Começo a escrever durante a viagem de regresso de Nairobi, onde passei umas semanas numa experiência directa duma Igreja jovem, pujante que transborda de vida… e ainda a construir as suas estruturas. As inevitáveis constantes comparações com a experiência eclesial portuguesa não podiam deixar de suscitar a questão: como é que se relaciona esta vida contagiante que testemunha duma forma tão eloquente o potencial de alegria, esperança e motivação que constitui o encontro e o seguimento de Cristo, por um lado, e, por outro, as estruturas sólidas, tradicionalmente bem estabilizadas, claras e distintas, sistemáticas e completas que enquadram toda a vida eclesial? Dão-se bem ou dão-se mal? Ajudam-se mutuamente ou atrapalham-se?

Antes de mais, em que é que estou a pensar quando uso este termo “estruturas”, propositadamente genérico e plurívoco?

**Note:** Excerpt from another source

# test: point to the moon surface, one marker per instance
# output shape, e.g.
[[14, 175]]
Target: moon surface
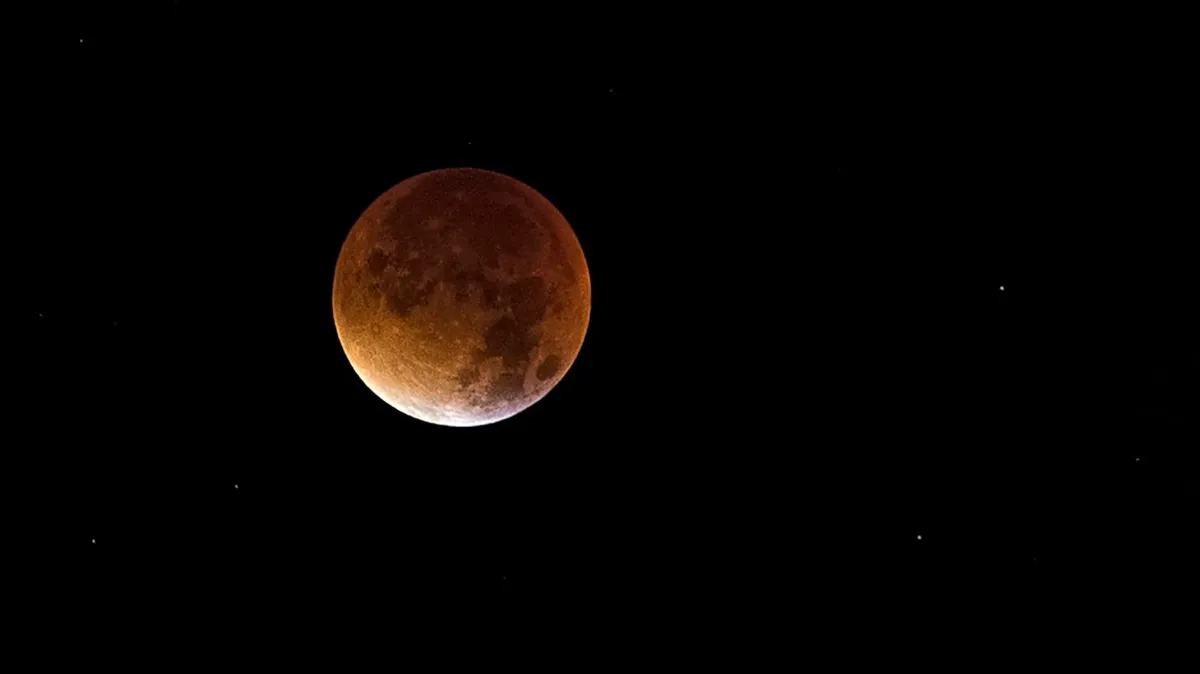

Referido à vivência das comunidades cristãs, inclui tudo o que ganha forma estabelecida, qualidade permanente, modo ou função que depois se pode repetir. E isso inclui desde as igrejas-edifícios, até às rubricas da liturgia; duma ortodoxia que estabelece bem as fronteiras conceptuais daquilo que são os termos e a linguagem que declara com rigor as crenças fundamentais da fé cristã, até aos costumes, gestos, modos de estar físicos pelos quais se expressa comunitariamente a nossa experiência religiosa.

As estruturas marcam sempre fronteiras, estabelecem procedimentos, ordenam, organizam, fornecem linguagem e ocasião para que todos saibam o modo, o espaço e o tempo em que se podem tornar contribuintes para a acção comum. Elas dão referências claras para os membros se reconhecerem na identidade que estas construções, físicas ou conceptuais, expressam. São uma grande ajuda, permitem a subsistência de uma comunidade organizada, estabelecem expectativas recíprocas e facilitam sobremaneira a participação.

Sem estruturas, a vida pode continuar a brotar, mas desordenada, sem a disciplina que respeita e canaliza todo o seu potencial, com perigos muito reais e rápidos de se perder, tropeçar em si mesma. Sem estruturas, o influxo vital corre o risco da anarquia e da fragmentação em grupúsculos; do desperdício de energias ao ter que estar sempre a inventar as mesmas coisas; da efemeridade, ao não haver suportes de continuidade e apoio.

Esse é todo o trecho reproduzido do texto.